Die letzte größere Choleraepidemie weltweit breitete sich in Peru 1991 aus.
Am 9. Februar rief die peruanische Regierung den nationalen Notstand aus,
trotzdem trat die Epidemie auch in Ecuador, Kolumbien, Mexiko und Nicaragua
auf. Von den rund 400.000 damals in Südamerika Erkrankten starben
schätzungsweise 12.000.
Die Cholera-Epidemien mit den Massenerkrankungen und Massentoten forderten
von den betroffenen Behörden immer wieder innovative Organisationsformen. So
brachte die Cholera-Epidemie von 1830 in den betroffenen Städten
Mittel-Osteuropas die neue Erscheinung der „Cholera-Zeitungen“ hervor, in
denen die getroffenen Maßnahmen verkündet wurden. Sie enthielten auch lange
Namenslisten der an Cholera Erkrankten und Verstorbenen.

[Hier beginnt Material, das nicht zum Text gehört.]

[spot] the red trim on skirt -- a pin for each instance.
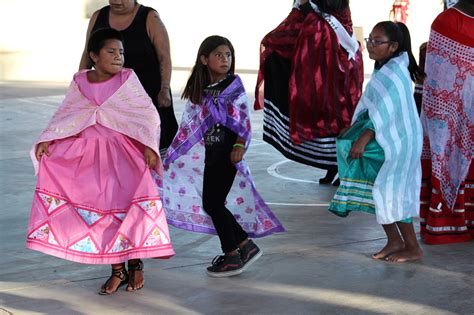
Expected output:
(443, 225)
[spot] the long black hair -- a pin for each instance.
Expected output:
(399, 33)
(200, 77)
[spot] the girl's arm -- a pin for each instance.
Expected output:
(359, 146)
(238, 151)
(42, 148)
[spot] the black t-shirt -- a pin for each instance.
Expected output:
(219, 140)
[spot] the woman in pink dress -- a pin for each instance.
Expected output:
(97, 163)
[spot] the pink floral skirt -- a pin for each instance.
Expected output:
(96, 202)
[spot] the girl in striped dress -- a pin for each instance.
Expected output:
(378, 156)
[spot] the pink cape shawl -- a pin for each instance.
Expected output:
(129, 111)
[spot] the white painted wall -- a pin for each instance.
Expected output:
(37, 44)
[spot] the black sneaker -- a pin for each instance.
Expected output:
(250, 253)
(225, 266)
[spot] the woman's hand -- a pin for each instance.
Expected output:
(343, 131)
(150, 157)
(42, 148)
(164, 98)
(358, 147)
(237, 154)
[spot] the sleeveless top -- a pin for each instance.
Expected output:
(140, 55)
(139, 52)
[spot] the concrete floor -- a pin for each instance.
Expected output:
(321, 265)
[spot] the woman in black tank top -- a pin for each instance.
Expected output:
(146, 47)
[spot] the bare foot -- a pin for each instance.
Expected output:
(136, 280)
(389, 249)
(406, 255)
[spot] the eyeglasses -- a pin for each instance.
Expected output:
(375, 42)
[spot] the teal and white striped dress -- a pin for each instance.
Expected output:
(387, 179)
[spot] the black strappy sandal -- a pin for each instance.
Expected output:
(132, 268)
(120, 273)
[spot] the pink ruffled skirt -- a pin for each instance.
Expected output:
(96, 202)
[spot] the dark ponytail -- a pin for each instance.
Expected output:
(398, 32)
(416, 73)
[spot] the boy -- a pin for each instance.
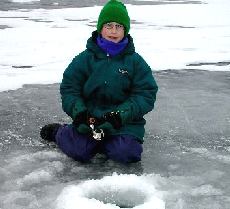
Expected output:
(106, 90)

Behandlung: Die wichtigste Behandlungsmaßnahme ist der ausreichende Ersatz
von Flüssigkeit, Zucker und Salzen. Dieser Ersatz erfolgt am besten
intravenös, da so der entzündete Magen-Darm-Trakt umgangen wird. In Ländern
der Dritten Welt wird aber auch der orale Flüssigkeitsersatz einfach und
erfolgreich praktiziert.
Die WHO empfiehlt eine oral zu verabreichende Salz- und Glukoselösung in
Wasser, die aus folgenden Komponenten besteht:
Glukose (Traubenzucker) 20 g/l
Natriumbikarbonat 2,5 g/l
Natriumchlorid (Kochsalz) 3,5 g/l
Kaliumchlorid 1,5 g/l
Die optimale Mischung enthält die Lösung 'ORS' (Oral Rehydration Solution),
die es als Fertigpulver zu kaufen gibt. Ein Antibiotikum vom
Fluorchinolonetyp, z. B. Ciprofloxacin ist bei schweren Verläufen
empfehlenswert. Verkürzt jedoch v. a. die Zeit der Infektiosität, selten den
Krankheitsverlauf. Eine Untersuchung in Bangladesh konnte kürzlich zeigen,
dass eine Einmalgabe des besser verträglichen Antibiotikums Azithromyzin
wirksamer war als Ciprofloxacin. Mit diesen Maßnahmen kann die
Sterblichkeitsrate von 60 % auf unter 1 % gesenkt werden. Zur Vorbeugung
empfiehlt sich vor allem die Einhaltung hoher hygienischer Standards, vor
allem die Bereitstellung hygienisch einwandfreien Trinkwassers. Auch eine
Impfung ist möglich, wird allerdings im allgemeinen nicht empfohlen. Neuere
Entwicklungen (Schluckimpfung) sind wirksamer und verträglicher und schützen
auch zu einem gewissen Grad vor dem klassischen Reisedurchfall. Die frühere
intramuskuläre Impfung ist als veraltet und wirkungslos zu beurteilen.